Lawyers for rabbis whose federal convictions for conspiracy to commit kidnapping and violence – related to their roles in an elaborate FBI Get-related sting operation – were upheld in July by a three-judge panel of the Third Circuit U.S. Court of Appeals have petitioned the court for a re-hearing en banc, that is by all of the 14 active judges on the court.
At stake is nothing less than the future viability of a fundamental protection for religious freedom in this country.
The initial prosecutions were marked by government conduct that should shock the conscience of anyone who believes in fair play. And the appellate court’s superficial affirmance of the convictions offers little hope that other courts can be counted on to make things right.
In 1990, in a case involving the use of peyote as part of a Native American religious ritual, the late Justice Antonin Scalia wrote an opinion for the U.S. Supreme Court that abandoned the longstanding First Amendment constitutional principle that religious practice ordinarily could not be infringed upon by government unless there was a showing of a “compelling public necessity” to do so.
No longer would religious motivation entitle one, under any circumstances, to a constitutionally required religious exemption from a law of general applicability – like anti-drug laws.
In 1998, however, Congress enacted the Religious Freedom Restoration Act. Popularly referred to as “RFRA,” that law prohibits by statute what the First Amendment had been thought, pre-Scalia, to prohibit as a matter of constitutional law.

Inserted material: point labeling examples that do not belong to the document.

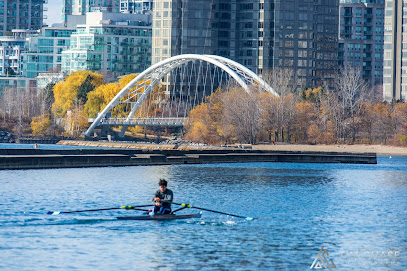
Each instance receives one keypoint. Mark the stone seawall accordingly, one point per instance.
(70, 158)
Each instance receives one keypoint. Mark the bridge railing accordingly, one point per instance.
(143, 121)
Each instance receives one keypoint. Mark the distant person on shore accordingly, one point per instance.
(163, 198)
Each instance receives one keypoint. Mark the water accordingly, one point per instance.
(301, 207)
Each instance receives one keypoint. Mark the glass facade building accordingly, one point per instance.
(44, 51)
(115, 42)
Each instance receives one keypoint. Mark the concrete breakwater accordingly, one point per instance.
(70, 158)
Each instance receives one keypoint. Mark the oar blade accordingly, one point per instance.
(53, 213)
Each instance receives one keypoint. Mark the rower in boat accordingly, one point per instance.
(163, 198)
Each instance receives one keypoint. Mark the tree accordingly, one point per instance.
(71, 92)
(353, 90)
(400, 119)
(40, 124)
(242, 110)
(279, 111)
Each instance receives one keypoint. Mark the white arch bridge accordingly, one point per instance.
(163, 94)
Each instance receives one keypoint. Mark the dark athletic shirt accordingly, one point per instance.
(166, 197)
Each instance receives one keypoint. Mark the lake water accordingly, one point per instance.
(357, 212)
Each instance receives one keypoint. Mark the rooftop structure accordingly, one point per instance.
(115, 42)
(16, 14)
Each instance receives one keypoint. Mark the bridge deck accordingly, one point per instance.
(142, 121)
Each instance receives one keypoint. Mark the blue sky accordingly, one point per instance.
(54, 12)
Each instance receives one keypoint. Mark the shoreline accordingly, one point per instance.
(362, 148)
(359, 148)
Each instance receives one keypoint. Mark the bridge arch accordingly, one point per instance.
(149, 78)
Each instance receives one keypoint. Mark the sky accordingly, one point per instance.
(54, 12)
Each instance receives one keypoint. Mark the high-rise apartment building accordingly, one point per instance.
(44, 50)
(361, 25)
(19, 14)
(261, 34)
(136, 6)
(116, 42)
(395, 51)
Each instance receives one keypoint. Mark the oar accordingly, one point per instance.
(213, 211)
(103, 209)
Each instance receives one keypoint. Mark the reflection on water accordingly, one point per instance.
(301, 207)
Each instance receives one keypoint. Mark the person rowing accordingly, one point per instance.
(163, 198)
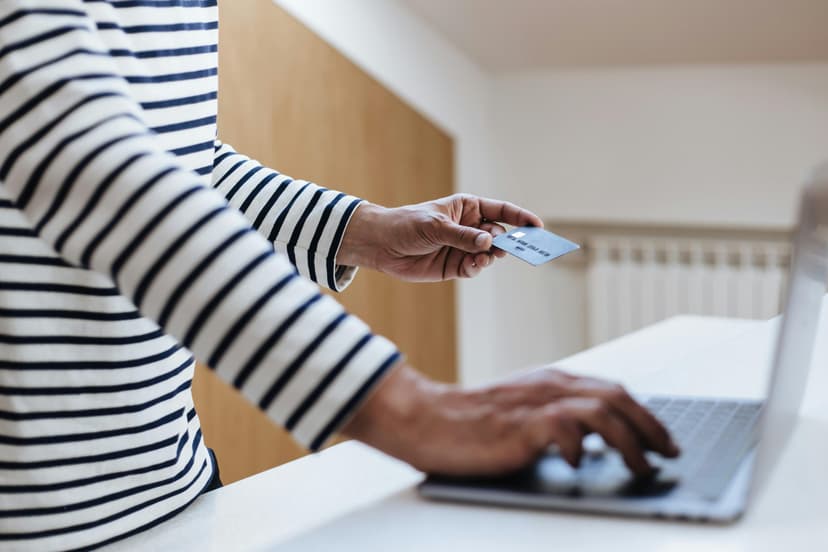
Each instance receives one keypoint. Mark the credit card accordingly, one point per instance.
(534, 245)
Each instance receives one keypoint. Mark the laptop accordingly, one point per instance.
(728, 446)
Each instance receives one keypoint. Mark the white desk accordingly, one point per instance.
(351, 497)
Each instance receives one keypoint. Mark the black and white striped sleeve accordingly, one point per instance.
(80, 163)
(304, 221)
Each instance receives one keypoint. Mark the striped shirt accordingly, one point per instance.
(132, 242)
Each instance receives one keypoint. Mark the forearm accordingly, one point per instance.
(304, 221)
(359, 245)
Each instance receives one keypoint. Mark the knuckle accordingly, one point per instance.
(617, 391)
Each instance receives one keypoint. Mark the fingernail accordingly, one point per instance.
(674, 449)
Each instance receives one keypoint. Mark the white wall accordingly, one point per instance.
(409, 58)
(726, 145)
(692, 145)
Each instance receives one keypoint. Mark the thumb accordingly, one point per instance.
(465, 238)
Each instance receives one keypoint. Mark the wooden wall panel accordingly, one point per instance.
(294, 103)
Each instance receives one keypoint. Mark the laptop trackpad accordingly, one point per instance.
(598, 475)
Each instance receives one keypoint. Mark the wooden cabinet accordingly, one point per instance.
(294, 103)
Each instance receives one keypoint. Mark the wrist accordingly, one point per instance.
(394, 417)
(360, 243)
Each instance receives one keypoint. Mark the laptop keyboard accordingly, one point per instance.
(714, 435)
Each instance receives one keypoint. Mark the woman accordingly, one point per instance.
(131, 241)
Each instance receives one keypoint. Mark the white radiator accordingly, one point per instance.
(633, 281)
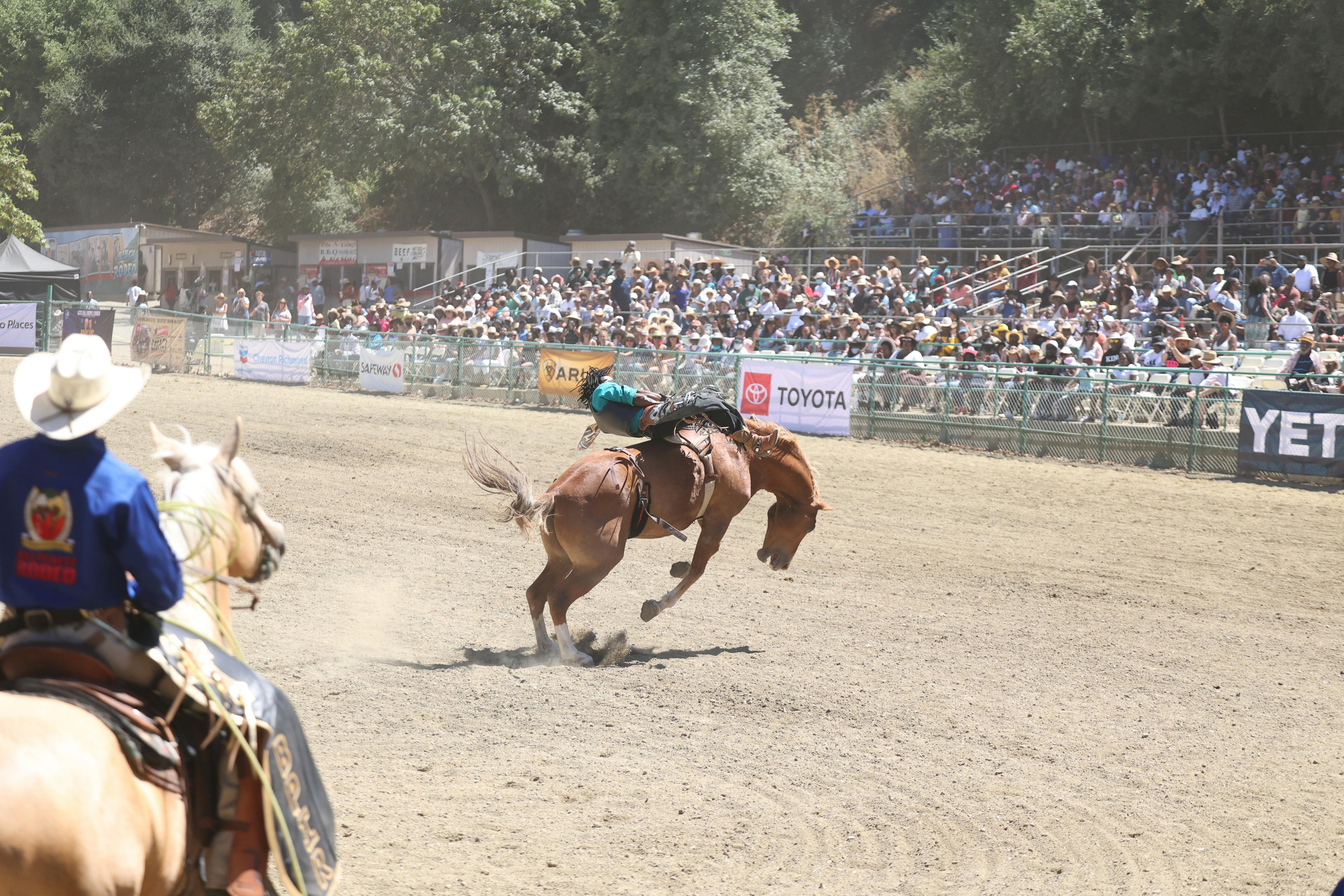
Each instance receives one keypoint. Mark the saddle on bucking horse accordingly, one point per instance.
(689, 420)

Thus RFRA disallows the federal government from “substantially burden[ing] a person’s exercise of religion even if the burden results from a rule of general applicability” unless the government “demonstrates that application of the burden to the person (1) is in furtherance of a compelling governmental interest; and (2) is the least restrictive means of furthering that compelling governmental interest.”
In the case of the rabbis, the FBI created out of whole cloth – complete with the production of a forged ketubah – a marriage in which the non-existent wife was an agunah at the mercy of a non-existent recalcitrant husband. The FBI deceived a prestigious bet din, which resulted in that bet din’s issuance of baseless hazmanot (summonses) and a seruv (contempt order).
All this was designed to entice the rabbis into taking action – even extreme measures – against a non-existent husband in order to get him to give a Get to a non-existent wife. That was the essence of the “sting” – a pure fiction that was concocted by the FBI for the purpose of enticing and entrapping the unsuspecting rabbis.
Would the FBI have pursued such a “sting” prosecution if it entailed the elaborate deception of a Sharia religious court, or a Catholic ecclesiastical court? Would the FBI have forged religious documents and deceived religious courts in order to secure baseless religious court rulings to use against imams and priests?
And was luring the rabbis into a conspiracy charge by creating a fictive reality consistent with RFRA? Certainly there was a significant and well-recognized religious premise for the rabbis wanting to help free an agunah, a great and holy mitzvah. So were the elaborate multiple deceptions devised by the FBI the “least restrictive means of furthering [the] compelling governmental interest” in preventing conspiracies to commit violence? We think not.
As Nathan Lewin, one of the nation’s leading constitutional lawyers and one of the attorneys seeking the rehearing, points out in his submission to the court, despite some of the rabbis being charged with kidnapping, “The only convictions that resulted from the trial were on conspiracy and attempts counts based on the wholly fictional crisis that the FBI created. The government’s interest in prosecuting rabbis who are religiously motivated for the commission of such inchoate crimes is far from ‘compelling.’”
Continuing his legal analysis, Mr. Lewin goes on to say,
RFRA…requires the government to pursue any compelling interest by the means that are the “least restrictive” of religious liberty. The “least restrictive means” of achieving the governmental interest in preventing kidnappings or other violence by rabbis seeking to free “chained” women would be vigorous prosecution after the fact of those who have actually committed such offenses. The FBI’s “sting” was unnecessary and therefore violated federal law.
Mr. Lewin also points to one of the bizarre factors in the appeals court’s opinion: it affirmed the trial judge’s exclusion of all evidence of the rabbis’ religious beliefs and practices regarding the duty under Jewish law to free a “chained” woman.
As he notes, “At the very least RFRA gives a defendant who acts out of religious motivation the right to have the trier-of-fact consider religious motivation in determining his guilt or innocence.”
Indeed, it is hard to understand how RFRA could ever provide a religious exemption from a general law if a jury cannot know of any religious motive.